My Favorite Sinatra Album
Sinatra At the Sands & Songs For Swingin' Lovers
If you ask most Sinatra, Jazz, or music lovers what their favorite Sinatra album is, they will most likely answer one of these two albums. Songs For Swingin' Lovers, as I've said before, was the first Sinatra album I ever owned. It remains to this day, in my opinion, to be one of the best vocal performances to ever be recorded. And you can not help but smile and laugh at Frank Sinatra's "off-the-cuff" remarks on Sinatra At the Sands.
"Now this man here...is gonna take me by the hand...and he gonna lead me down the right path...to righteousness...and all that other mother Jazz...in the right tempo" Frank Sinatra introducing "Fly Me To The Moon"
Singing the songs that everyone knows him for, in front of the great Count Basie and his Orchestra. You can't get much better than that!
However, neither one of these albums is my favorite Sinatra album. It is actually Frank Sinatra's A Swingin' Affair! Recorded the year after Songs For Swingin' Lovers, this album was another collaboration between Frank Sinatra and Nelson Riddle who arranged and conducted the orchestra through sixteen spectacular arrangements. Like Songs for Swingin' Lovers, A Swingin' Affair has a wide variety of famous composers listed such as Cole Porter, George & Ira Gershwin, Duke Ellington, and Rogers & Hart. However it also has a few lesser known songs such as "Lonesome Road", "Oh! Look At Me Now", and "No One Ever Tells You". It is the mixture between the widely known songs and the lesser known ones that gives A Swingin' Affair its' character. Listening from beginning to end, the album takes you through a wild ride of sweet words of love and tenderness, to the rocky moments of despair that can only come with a broken heart. The album does what the title expains, taking you through A Swingin' Affair.
This album, in my opinion, shows Frank Sinatra at his supreme best, displaying more depth and turmoil in his singing than in previous albums. His phrasing is always impeccable but I think the lyric on this album gives him more to work with and experiment with. There is no better example of the depths that Frank Sinatra reaches on this album than those on I Got It Bad And That Ain't Good written by Duke Ellington & Paul Francis Webster.
With the assistance of the arrangement, it starts mellow, soft, and melancholy with a single trombone playing softly in the background answering Frank as he begins to explore the heartbreak in the lyric. The saxes and strings aid in building up to the second time through the tune where the horns come in and wail.

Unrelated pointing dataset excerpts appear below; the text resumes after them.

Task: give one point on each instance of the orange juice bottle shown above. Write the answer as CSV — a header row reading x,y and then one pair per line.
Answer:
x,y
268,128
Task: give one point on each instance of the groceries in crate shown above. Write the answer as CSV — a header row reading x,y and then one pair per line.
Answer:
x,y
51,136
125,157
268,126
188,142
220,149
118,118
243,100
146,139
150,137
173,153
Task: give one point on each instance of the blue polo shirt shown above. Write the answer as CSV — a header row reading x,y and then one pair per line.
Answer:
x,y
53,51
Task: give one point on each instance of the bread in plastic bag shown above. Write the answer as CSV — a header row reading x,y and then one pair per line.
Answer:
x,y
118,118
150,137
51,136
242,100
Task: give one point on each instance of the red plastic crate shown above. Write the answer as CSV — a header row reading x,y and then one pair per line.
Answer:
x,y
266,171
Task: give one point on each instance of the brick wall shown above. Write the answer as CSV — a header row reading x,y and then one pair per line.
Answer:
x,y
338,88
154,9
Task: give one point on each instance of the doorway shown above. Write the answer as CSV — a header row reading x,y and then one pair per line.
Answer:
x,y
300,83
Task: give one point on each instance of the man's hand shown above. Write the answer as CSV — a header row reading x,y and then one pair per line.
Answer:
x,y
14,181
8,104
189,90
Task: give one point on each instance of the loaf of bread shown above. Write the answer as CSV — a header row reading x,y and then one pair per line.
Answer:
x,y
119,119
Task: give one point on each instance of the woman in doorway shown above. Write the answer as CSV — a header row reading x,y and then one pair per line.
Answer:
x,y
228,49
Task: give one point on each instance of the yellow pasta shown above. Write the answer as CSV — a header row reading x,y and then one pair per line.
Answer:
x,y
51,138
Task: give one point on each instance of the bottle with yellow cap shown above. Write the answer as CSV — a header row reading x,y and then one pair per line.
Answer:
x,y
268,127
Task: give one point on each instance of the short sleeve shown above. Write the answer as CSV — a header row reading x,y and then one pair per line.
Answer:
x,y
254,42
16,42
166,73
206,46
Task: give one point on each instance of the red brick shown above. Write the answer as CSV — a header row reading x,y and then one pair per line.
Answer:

Frank continues to pour his heart out building and building until his voice cracks with desperation asking the lord to make his girl love him. And finally he realizes it's not going to get better and he's stuck repeating the words "no good" over and over again.
I Got It Bad And That Ain't Good
"My Poor heart is sentimental not made of wood
I got it bad and that ain't good...
And the things I tell my pillow, nobody should
I got it bad, I got it bad and it's no good...
Lord above, make her love me the way that she should,
I got it bad and that ain't good.
A Swingin' Affair has at least two of the most well known recordings Frank Sinatra did in his career at Capitol Records: "I Won't Dance" & "The Lady Is A Tramp".
Frank Sinatra's "I Won't Dance" has become the definitive version of the song. It has been used in many movies such as What Women Want is a recording that is easily recognized by nearly everyone.
"The Lady Is A Tramp" was originally recorded and then removed from the album to be used on the Soundtrack for Pal Joey, which starred Frank Sinatra, Kim Novak, and Rita Hayworth. This movie is also where Sinatra coined the "Raincoat over the shoulder" look. (Just a little fun fact for ya) It was then put back on the album after it had been released.
If you've never heard this album and if you're in the mood for an emotional ride through some of the greatest kept secrets of the Great American Songbook, take a listen. You won't be able to stop.